Samedi 1ᵉʳ mars, Code Rouge a encore frappé. Cette fois, la cible : Cargill, géant américain de l’agro-industrie, installé en périphérie de Gand. Pendant plusieurs heures, 1 400 militant·es ont bloqué le site, dénonçant un modèle économique qui asphyxie les agriculteur·ices tout en gavent les multinationales.
Le blocus s’est organisé avec une efficacité redoutable. Malgré l’ultra-sécurisation du secteur par le nouveau gouvernement d’extrême droite flamand, les flics ont été pris de court. Cent activistes ont été arrêtés, mais l’occupation a tenu bon jusqu’en milieu d’après-midi.

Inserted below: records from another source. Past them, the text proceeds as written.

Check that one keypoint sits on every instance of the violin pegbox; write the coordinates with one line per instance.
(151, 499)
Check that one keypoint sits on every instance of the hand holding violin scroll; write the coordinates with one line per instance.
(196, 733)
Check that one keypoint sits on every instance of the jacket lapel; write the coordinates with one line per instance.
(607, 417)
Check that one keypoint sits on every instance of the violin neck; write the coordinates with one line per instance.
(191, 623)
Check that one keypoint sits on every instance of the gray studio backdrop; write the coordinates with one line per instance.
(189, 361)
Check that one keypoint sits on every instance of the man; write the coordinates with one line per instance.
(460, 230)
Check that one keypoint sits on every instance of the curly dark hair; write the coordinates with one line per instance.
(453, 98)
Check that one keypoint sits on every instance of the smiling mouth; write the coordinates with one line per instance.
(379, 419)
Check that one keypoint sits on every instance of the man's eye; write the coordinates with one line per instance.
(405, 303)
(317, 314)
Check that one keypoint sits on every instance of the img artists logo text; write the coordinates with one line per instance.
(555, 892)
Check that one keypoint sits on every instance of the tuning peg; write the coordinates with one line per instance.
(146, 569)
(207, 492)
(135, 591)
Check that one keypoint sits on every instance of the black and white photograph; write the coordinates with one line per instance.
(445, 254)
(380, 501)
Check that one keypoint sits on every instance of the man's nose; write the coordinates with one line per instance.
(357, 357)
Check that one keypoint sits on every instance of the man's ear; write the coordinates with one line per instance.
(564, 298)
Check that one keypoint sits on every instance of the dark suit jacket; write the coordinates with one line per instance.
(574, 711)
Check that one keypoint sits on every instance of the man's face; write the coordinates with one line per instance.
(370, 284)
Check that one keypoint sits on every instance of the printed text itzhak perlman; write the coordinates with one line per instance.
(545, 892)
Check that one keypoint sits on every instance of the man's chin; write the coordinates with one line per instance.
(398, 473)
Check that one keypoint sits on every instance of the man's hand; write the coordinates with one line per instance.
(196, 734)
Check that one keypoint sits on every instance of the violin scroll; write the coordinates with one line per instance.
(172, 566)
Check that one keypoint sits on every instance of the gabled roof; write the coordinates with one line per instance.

Dans les bureaux de Cargill, les systèmes informatiques ont été visés, causant des centaines de milliers d’euros de dégâts. Sur les murs, des graffitis dénoncent la mainmise de l’agro-industrie et la crise agricole.
Cargill prétend » nourrir le monde « , mais en réalité, elle écrase les petits producteurs, pille les ressources et impose ses prix aux paysans. En verrouillant toute la chaîne alimentaire – de la production à la distribution – cette multinationale dicte les règles du marché mondial. Pendant que les agriculteur·ices crèvent, Cargill affiche 165 milliards de dollars de chiffre d’affaires en 2023.